正しい記述です。二酸化炭素やメタンなどは、地球を暖める働きをもつ「温室効果ガス」として、「地球温暖化対策の推進に関する法律」できちんと定義されています。
つまり、何が温室効果ガスにあたるかは、法律で決められているということです。
温室効果ガスとは?
太陽で暖められた地面から出ていく熱を、空気中でためこんでしまうガスのことです。二酸化炭素・メタン・フロン類などがあり、増えすぎると地球全体の気温が上がります。
⭕(2)ハイドロクロロフルオロカーボン(HCFC)は、機器等での使用は禁止されていないが、国内生産は全廃されている。
正しい記述です。
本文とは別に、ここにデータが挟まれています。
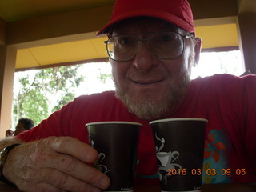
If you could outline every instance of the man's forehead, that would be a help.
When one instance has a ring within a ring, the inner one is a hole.
[[[120,34],[154,33],[162,31],[179,32],[180,30],[182,30],[163,20],[140,17],[126,19],[118,22],[110,30],[110,34],[112,36]]]

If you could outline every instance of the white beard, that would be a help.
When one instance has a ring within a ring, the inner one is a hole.
[[[158,100],[154,95],[135,96],[129,90],[122,89],[114,78],[116,97],[126,106],[130,112],[141,119],[162,118],[175,112],[182,102],[190,82],[187,72],[184,72],[182,77],[183,78],[175,87],[169,85],[166,94]]]

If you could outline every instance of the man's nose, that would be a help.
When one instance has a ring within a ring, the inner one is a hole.
[[[146,41],[142,41],[138,49],[137,54],[133,59],[133,65],[138,70],[147,71],[158,65],[158,59],[150,50]]]

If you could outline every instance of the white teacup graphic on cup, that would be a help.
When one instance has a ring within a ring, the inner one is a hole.
[[[168,169],[175,169],[175,166],[182,169],[180,165],[172,163],[178,158],[178,156],[179,153],[178,151],[157,153],[157,158],[160,161],[162,166],[166,169],[166,171],[167,171]]]

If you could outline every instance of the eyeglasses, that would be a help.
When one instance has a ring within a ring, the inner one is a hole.
[[[176,32],[151,33],[148,34],[147,38],[140,38],[139,35],[122,34],[104,42],[110,58],[118,62],[130,61],[137,54],[139,44],[146,42],[155,56],[163,59],[172,59],[183,53],[184,38],[194,37],[192,34],[181,35]]]

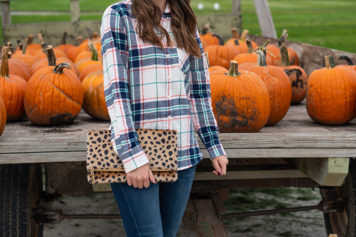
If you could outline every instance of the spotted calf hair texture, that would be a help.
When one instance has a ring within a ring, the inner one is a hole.
[[[150,167],[157,181],[177,180],[177,131],[136,130],[140,145],[150,159]],[[114,151],[111,131],[89,131],[87,136],[87,168],[89,183],[92,183],[91,169],[95,170],[94,171],[94,183],[126,182],[124,164]]]

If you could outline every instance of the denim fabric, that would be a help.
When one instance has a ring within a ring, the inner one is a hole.
[[[174,237],[188,201],[196,165],[179,171],[172,183],[142,189],[111,183],[127,237]]]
HCFCはオゾン層を壊す性質があるため、日本国内での新しい生産は、すでに全廃されています。
ただし、すでに使われている機器の中の冷媒まで禁止されたわけではなく、機器での使用そのものは残っています。
HCFCとは?
HCFCは「Hydrochlorofluorocarbon(ハイドロクロロフルオロカーボン)」の略で、エアコンなどに使われてきた冷媒の一種です。オゾン層を壊す力は比較的小さいフロンですが、それでも環境に有害なため、生産は減らされてきました。
❌(3)アンモニアは、オゾン層破壊係数が0の自然冷媒であるが、毒性や可燃性があり地球温暖化係数も大きい。
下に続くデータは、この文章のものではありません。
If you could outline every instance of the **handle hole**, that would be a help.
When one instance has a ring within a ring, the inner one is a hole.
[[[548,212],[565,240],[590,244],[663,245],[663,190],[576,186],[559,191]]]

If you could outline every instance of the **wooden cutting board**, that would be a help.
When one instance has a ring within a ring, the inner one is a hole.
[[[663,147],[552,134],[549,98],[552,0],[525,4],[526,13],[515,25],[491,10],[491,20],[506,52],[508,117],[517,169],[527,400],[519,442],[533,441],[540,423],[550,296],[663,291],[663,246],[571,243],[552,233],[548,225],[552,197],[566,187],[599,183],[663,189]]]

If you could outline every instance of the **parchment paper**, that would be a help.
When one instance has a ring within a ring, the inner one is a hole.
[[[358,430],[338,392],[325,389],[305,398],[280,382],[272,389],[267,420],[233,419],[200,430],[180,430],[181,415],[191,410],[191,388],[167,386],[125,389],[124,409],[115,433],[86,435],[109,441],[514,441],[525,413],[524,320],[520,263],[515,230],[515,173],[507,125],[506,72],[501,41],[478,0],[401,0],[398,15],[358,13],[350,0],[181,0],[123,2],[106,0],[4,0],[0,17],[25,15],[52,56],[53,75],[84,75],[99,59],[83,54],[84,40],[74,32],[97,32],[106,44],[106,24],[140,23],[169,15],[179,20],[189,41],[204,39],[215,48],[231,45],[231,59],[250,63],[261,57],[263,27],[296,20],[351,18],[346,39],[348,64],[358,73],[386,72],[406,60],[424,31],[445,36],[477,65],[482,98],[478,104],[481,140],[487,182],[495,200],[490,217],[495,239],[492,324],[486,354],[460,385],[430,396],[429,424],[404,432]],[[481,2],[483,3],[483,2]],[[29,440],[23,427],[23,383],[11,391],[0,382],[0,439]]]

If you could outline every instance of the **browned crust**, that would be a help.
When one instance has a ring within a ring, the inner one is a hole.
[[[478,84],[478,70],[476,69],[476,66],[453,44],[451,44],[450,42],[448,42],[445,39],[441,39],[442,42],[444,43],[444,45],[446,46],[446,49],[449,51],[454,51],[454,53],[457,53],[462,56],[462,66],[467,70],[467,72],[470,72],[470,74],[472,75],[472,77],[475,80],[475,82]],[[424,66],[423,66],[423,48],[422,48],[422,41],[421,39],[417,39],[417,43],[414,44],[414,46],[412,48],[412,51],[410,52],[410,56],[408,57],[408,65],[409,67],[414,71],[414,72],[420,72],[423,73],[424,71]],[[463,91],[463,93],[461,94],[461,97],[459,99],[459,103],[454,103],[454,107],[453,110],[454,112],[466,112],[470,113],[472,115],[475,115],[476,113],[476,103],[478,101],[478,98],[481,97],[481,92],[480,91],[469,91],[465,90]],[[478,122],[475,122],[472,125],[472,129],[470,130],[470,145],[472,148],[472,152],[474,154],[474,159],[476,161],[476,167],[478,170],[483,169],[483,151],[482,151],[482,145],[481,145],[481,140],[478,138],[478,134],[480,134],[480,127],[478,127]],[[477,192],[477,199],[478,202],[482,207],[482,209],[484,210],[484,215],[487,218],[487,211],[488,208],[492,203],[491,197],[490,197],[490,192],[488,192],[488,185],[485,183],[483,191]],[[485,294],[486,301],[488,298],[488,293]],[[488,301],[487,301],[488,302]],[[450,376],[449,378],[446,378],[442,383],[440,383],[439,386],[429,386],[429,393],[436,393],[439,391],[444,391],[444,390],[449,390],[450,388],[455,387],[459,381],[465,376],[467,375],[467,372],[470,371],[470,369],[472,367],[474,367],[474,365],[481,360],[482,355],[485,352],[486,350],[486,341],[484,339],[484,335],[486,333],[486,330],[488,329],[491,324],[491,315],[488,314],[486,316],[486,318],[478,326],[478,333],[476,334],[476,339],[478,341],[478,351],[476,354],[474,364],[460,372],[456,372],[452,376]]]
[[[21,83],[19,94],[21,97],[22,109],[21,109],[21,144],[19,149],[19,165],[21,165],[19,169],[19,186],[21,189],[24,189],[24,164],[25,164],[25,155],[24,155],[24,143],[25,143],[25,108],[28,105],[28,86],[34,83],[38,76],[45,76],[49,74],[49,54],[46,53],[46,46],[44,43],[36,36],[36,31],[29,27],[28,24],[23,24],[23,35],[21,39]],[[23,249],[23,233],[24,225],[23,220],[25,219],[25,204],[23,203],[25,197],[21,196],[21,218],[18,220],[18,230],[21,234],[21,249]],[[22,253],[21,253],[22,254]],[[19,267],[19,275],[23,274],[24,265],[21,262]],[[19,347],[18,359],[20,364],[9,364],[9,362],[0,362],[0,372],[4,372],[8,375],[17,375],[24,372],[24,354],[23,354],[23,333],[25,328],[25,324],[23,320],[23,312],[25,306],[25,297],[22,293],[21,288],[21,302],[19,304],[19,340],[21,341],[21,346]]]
「地球温暖化係数も大きい」が誤りです。アンモニアは、たしかに毒性や燃えやすさ(可燃性)はあります。
でも、オゾン層を壊す力(オゾン層破壊係数)も、地球を暖める力(地球温暖化係数)も、どちらも0です。
だからこそ、環境にやさしい「自然冷媒」として見直されています。
地球温暖化係数(GWP)とは?
GWPは「Global Warming Potential(地球温暖化係数)」の略です。二酸化炭素を1としたとき、そのガスがどれだけ強く地球を暖めるかを表す数字で、大きいほど温暖化への影響が大きいという意味です。
⭕(4)温室効果とは、日射エネルギーにより加熱された地表面からの熱放射の一部を、大気中の水蒸気、二酸化炭素等が吸収することで、大気が暖まる現象である。
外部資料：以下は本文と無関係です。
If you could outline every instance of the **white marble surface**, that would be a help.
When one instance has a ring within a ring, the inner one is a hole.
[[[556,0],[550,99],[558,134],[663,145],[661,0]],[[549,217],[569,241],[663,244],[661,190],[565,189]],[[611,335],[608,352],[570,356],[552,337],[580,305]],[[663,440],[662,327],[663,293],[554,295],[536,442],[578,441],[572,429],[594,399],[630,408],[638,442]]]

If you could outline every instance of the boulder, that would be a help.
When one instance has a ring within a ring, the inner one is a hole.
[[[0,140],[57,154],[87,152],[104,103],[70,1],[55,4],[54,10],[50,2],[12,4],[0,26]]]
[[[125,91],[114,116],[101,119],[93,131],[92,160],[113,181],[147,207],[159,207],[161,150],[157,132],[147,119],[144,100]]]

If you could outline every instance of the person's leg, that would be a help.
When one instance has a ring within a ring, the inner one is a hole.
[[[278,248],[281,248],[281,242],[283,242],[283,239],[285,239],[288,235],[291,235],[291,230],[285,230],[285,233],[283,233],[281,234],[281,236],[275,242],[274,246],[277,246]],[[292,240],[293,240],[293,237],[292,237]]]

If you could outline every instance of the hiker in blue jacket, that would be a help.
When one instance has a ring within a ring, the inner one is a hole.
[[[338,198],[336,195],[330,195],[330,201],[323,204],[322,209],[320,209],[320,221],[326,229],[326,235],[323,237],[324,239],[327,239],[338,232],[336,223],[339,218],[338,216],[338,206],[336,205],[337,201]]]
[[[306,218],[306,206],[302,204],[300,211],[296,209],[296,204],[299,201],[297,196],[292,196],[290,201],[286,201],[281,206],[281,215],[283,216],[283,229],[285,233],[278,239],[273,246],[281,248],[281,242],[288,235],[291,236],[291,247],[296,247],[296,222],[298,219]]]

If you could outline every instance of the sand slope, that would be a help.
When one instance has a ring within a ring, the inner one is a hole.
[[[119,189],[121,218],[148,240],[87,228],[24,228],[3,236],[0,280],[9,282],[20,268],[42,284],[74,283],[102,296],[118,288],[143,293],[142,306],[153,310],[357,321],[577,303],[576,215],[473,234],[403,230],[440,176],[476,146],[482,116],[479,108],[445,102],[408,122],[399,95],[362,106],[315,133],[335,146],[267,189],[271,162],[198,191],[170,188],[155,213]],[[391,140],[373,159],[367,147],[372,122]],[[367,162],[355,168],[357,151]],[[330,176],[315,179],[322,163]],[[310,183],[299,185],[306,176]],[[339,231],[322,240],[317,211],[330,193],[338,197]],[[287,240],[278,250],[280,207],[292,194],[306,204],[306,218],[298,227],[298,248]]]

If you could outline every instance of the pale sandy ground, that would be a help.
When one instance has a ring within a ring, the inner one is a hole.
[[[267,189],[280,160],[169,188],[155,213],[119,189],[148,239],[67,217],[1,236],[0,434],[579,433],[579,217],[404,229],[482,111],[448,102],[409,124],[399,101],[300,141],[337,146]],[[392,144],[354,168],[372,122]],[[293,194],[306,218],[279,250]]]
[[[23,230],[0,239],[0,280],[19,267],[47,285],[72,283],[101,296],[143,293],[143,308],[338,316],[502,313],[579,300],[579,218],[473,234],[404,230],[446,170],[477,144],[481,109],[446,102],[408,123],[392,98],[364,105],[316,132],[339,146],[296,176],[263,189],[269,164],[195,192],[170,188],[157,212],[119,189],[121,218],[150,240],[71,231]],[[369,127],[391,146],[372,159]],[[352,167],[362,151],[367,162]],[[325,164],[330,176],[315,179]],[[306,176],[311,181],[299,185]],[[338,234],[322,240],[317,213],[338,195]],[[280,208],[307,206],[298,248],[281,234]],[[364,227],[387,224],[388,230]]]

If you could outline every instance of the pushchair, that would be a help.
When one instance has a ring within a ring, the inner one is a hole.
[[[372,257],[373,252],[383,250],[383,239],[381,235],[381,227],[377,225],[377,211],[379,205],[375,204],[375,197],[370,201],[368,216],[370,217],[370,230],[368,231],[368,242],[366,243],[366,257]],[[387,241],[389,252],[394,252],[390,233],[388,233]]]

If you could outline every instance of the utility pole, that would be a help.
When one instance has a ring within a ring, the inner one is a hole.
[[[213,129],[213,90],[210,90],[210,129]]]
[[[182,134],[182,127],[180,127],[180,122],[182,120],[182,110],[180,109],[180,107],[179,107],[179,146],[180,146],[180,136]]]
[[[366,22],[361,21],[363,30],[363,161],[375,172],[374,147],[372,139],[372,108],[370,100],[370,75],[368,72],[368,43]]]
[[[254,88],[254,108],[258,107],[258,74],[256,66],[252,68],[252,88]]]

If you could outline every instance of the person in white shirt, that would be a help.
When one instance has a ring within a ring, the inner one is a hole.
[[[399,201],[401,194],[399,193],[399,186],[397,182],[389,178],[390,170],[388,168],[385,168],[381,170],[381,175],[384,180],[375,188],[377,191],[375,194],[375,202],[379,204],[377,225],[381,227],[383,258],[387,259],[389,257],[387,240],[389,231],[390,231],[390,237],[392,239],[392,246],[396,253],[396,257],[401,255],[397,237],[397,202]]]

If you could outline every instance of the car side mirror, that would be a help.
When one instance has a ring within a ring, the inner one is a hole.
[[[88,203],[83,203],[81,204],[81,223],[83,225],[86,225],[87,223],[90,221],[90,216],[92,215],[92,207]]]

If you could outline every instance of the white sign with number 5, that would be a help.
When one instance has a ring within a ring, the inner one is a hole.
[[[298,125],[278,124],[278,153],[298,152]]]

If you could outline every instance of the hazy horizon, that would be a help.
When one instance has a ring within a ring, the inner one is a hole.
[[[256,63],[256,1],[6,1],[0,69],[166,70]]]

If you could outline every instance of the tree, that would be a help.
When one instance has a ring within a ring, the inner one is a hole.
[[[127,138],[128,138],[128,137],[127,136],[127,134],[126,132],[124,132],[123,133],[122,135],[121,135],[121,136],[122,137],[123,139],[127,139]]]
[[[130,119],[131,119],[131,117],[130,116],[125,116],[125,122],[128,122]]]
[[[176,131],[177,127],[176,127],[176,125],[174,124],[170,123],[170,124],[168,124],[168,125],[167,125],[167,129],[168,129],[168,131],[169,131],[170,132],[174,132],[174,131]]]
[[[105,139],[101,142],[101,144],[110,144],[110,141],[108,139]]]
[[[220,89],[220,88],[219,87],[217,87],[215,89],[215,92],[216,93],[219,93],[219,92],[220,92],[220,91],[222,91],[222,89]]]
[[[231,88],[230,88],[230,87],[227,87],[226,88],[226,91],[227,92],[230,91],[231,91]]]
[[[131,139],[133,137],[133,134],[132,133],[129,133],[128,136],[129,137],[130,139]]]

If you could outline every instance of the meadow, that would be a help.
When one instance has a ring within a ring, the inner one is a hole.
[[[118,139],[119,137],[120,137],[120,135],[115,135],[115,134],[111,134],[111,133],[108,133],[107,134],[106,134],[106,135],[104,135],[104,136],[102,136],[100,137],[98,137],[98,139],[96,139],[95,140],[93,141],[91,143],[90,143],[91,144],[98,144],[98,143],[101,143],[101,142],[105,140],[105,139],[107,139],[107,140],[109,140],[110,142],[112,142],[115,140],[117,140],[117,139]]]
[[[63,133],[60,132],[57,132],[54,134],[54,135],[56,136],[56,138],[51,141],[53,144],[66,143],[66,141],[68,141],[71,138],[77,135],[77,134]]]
正しい記述です。太陽の光で暖められた地面からは、熱が放射となって上空へ出ていきます。
その熱の一部を、空気中の水蒸気や二酸化炭素が吸収することで、大気が暖められます。これが温室効果です。
この問題のまとめ
この問題で誤っているのは(3)です。
アンモニアは、地球温暖化係数も0の自然冷媒です。
問2
分野:温熱環境重要度 ★★☆
次の記述のうち、適当でないものはどれか。
(1)クロ(clo)とは、衣服の断熱性を示す単位で、事務室の執務状態では、夏が6clo、冬が10clo程度である。
(2)メット(met)とは、人体の代謝量を示す単位で、椅座安静状態が1.0metである。
(3)予想平均申告(PMV)とは、人体の熱的中立に近い状態の温冷感を予測する指標である。
(4)暑さ指数(WBGT)とは、暑熱環境下の熱ストレスを評価する指数で、熱中症の予防の判断に使われ単位は℃である。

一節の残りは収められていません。